Dame Prue’s frankness in talking about her wealth is refreshing, and she devotes several pages in her new book to the importance of planning for one’s financial legacy. She says she is getting her affairs in order so that she doesn’t leave any nasty surprises behind her when she goes – “Though I need to plan carefully, as my mother lived to 97, so I’ll probably pass 100.”
As for the topic of inheritance tax, Dame Prue labels it “wicked”. “Like most people who have made money, I think, ‘For God’s sake, I have already paid tax on that money I earned’ – 45 per cent tax, which is quite a lot. So I really don’t want to be taxed another 40 per cent again when I die,” she says. “I do understand the government has to get their money from somewhere, and I think it’s fair that rich people should pay more. But paying tax twice sucks.”
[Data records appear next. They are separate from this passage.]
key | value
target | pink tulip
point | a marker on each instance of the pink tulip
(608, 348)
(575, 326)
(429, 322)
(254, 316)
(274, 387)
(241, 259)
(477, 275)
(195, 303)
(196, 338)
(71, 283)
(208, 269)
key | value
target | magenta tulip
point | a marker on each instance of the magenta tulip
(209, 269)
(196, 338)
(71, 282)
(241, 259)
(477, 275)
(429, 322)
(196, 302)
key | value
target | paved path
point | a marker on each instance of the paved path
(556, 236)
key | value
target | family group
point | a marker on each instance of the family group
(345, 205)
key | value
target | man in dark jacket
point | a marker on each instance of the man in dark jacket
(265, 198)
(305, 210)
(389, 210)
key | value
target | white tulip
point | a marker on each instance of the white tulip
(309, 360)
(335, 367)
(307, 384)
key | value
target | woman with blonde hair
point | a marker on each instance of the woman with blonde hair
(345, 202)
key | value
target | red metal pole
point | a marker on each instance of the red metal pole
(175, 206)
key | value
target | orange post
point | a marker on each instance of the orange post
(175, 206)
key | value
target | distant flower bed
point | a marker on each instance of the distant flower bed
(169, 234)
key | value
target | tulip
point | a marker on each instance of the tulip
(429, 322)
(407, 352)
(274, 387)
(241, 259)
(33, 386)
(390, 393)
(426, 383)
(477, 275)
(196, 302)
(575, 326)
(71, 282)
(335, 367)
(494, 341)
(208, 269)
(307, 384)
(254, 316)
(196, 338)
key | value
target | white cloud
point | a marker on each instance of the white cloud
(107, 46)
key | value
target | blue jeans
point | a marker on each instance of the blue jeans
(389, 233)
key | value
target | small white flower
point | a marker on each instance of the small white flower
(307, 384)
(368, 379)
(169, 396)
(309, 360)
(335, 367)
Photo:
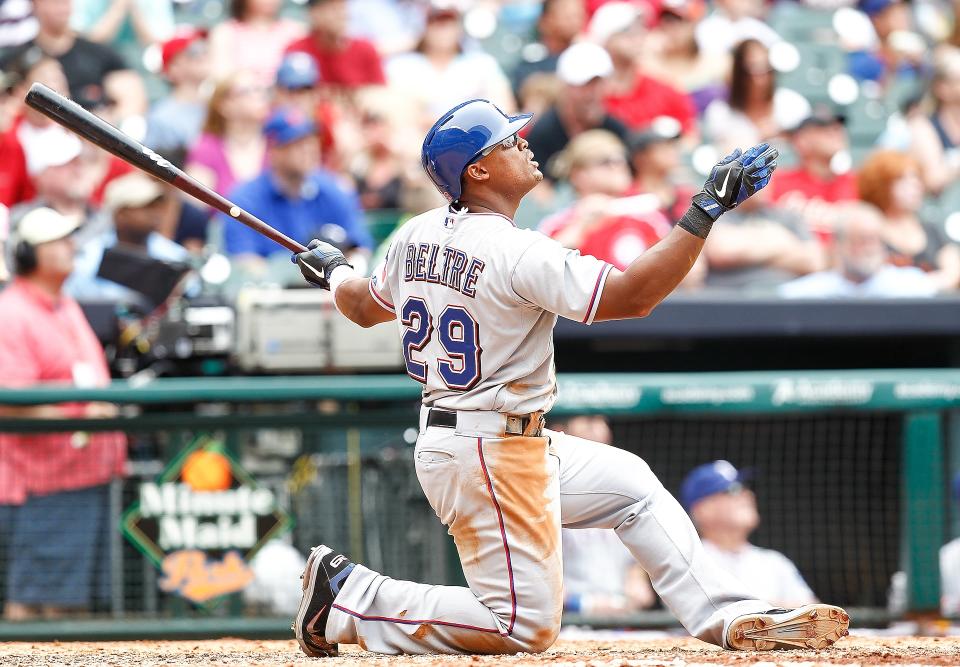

Although this subject briefly wipes the smile from Dame Prue’s face, she positively beams when husband Playfair pops into the bedroom to say hello and show me the present he has bought for her recent birthday: a Maine coon cat that is currently tiny with cute fluffy ears but which will grow to weigh about 5kg and reach 36cm in length. “Her name is Sophie, which is short for Sophisticat,” says Dame Prue. “She’s the prettiest thing ever. But she’s an absolute escape artist – you open the door a crack and she’s through it like a shot.”
She gives Playfair instructions to put Sophie in her office during The Telegraph’s photo shoot, punctuating the handful of sentences with multiple “darlings”. From watching this short interaction between the couple, it’s clear they are utterly besotted with each other.
Dame Prue met Playfair when she was 70 and he was 64 – introduced by mutual friends at a dinner party – having lost her first husband, Kruger, who was 20 years her senior, in 2002. She hated her eight years alone – “Widowhood sucks” – and couldn’t believe her good fortune in falling in love again.